Samstag also der letzte große Auftritt als Sportler. Eine letzte Begegnung auf der Matte, ein letzter Körperkontakt mit dem Gegner, die letzten Schweißperlen, vielleicht die letzten Kratzer vom Sport am durchtrainierten Körper. „Den Gedanken daran versuche ich noch wegzuschieben“, sagt Englich wenige Stunden vor dem großen Tag. Gut möglich aber, dass er nach dem Wettkampf in der Umkleidekabine sitzen und erneut ringen wird – mit seinen Emotionen.

Bislang begleiten Mirko Englich eher Glücksgefühle als Wehmut, wenn er an seine großen Erfolge zurückdenkt. Ganz oben strahlen da das Olympia-Silber 2008 und der Gedanke an die Fackel, an die deutsche Fahne, an das Rampenlicht, in dem er plötzlich stand. So etwas gehört nicht zum Alltag des Vertreters einer Randsportart, „die ist das Ringen, ohne Zweifel“. Er konnte kein Profi werden. „In Deutschland wird alles vom Fußball aufgefressen. Das sieht man bei den Zuschauerzahlen und bei den Sponsoren.“ Häufiger kam es vor, dass der Olympiamedaillengewinner zunächst seine Gegner auf die Matte katapultierte – und kurz darauf ein Feuer löschen oder eine Katze vom Baum retten musste.

Ganz nebenbei ist die Geschichte, die der Ringer zu erzählen hat, um vieles mitreißender als das, was mancher Fußballprofi tagein, tagaus zum Besten gibt. „Einen meiner größten Momente“ nennt er es, wenn er daran zurückdenkt, wie er seine heutige Frau Yvonne kennengelernt hat (natürlich in der Sporthalle).
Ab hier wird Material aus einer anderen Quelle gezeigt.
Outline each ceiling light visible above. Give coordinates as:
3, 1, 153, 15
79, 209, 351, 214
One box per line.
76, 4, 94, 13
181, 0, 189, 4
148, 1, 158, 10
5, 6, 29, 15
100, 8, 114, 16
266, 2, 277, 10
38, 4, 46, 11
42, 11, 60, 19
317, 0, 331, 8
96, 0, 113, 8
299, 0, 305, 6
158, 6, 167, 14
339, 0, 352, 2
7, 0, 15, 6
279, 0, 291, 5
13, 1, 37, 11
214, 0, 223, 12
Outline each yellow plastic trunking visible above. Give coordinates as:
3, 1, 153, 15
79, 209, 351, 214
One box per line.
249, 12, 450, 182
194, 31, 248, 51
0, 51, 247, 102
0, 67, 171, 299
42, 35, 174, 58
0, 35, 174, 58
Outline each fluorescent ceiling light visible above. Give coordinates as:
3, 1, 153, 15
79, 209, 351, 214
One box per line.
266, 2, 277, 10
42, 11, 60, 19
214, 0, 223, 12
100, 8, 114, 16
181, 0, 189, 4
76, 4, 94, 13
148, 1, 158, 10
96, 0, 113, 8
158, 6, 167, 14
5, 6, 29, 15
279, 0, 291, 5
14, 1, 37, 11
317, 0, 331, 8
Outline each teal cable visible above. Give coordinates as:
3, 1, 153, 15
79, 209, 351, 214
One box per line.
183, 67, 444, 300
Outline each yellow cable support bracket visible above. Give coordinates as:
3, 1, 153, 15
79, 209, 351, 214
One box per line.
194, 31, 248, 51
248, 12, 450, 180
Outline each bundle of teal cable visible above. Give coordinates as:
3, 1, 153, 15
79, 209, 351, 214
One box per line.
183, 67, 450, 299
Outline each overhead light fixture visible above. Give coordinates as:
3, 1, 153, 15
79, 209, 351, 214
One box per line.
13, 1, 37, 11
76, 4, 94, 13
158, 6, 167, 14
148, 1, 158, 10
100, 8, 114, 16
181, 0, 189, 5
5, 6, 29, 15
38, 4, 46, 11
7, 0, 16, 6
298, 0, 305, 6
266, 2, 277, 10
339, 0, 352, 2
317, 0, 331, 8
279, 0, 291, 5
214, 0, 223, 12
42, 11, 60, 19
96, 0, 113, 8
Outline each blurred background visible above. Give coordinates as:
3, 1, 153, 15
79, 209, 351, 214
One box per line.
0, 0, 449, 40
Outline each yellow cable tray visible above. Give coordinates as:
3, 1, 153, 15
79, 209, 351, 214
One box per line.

Oder wie sich Stolz in seine Worte mischt, wenn er den Tag beschreibt, an dem er seine Kinder zum ersten Mal ringen sah.

Sein Verein ist bereits Meister

Mirko Englichs ziemlich letzter Kampf führt ihn am Samstag, 12. Dezember 2015, in die heimische Halle in Witten. Sein KSV steht bereits als Meister der Gruppe West fest. Das war’s für ihn dann mit der Karriere. Und jetzt kommt das „Aber“: „Aber ich werde noch einmal zurückkehren. Ich habe meinem Sohn versprochen, mit ihm zusammen in einer Mannschaft anzutreten. So wie es mein Vater mit mir gemacht hat.“ In zwei Jahren könnte es so weit sein, dann ist Noah 14 und alt genug. Papa wird sich fit halten.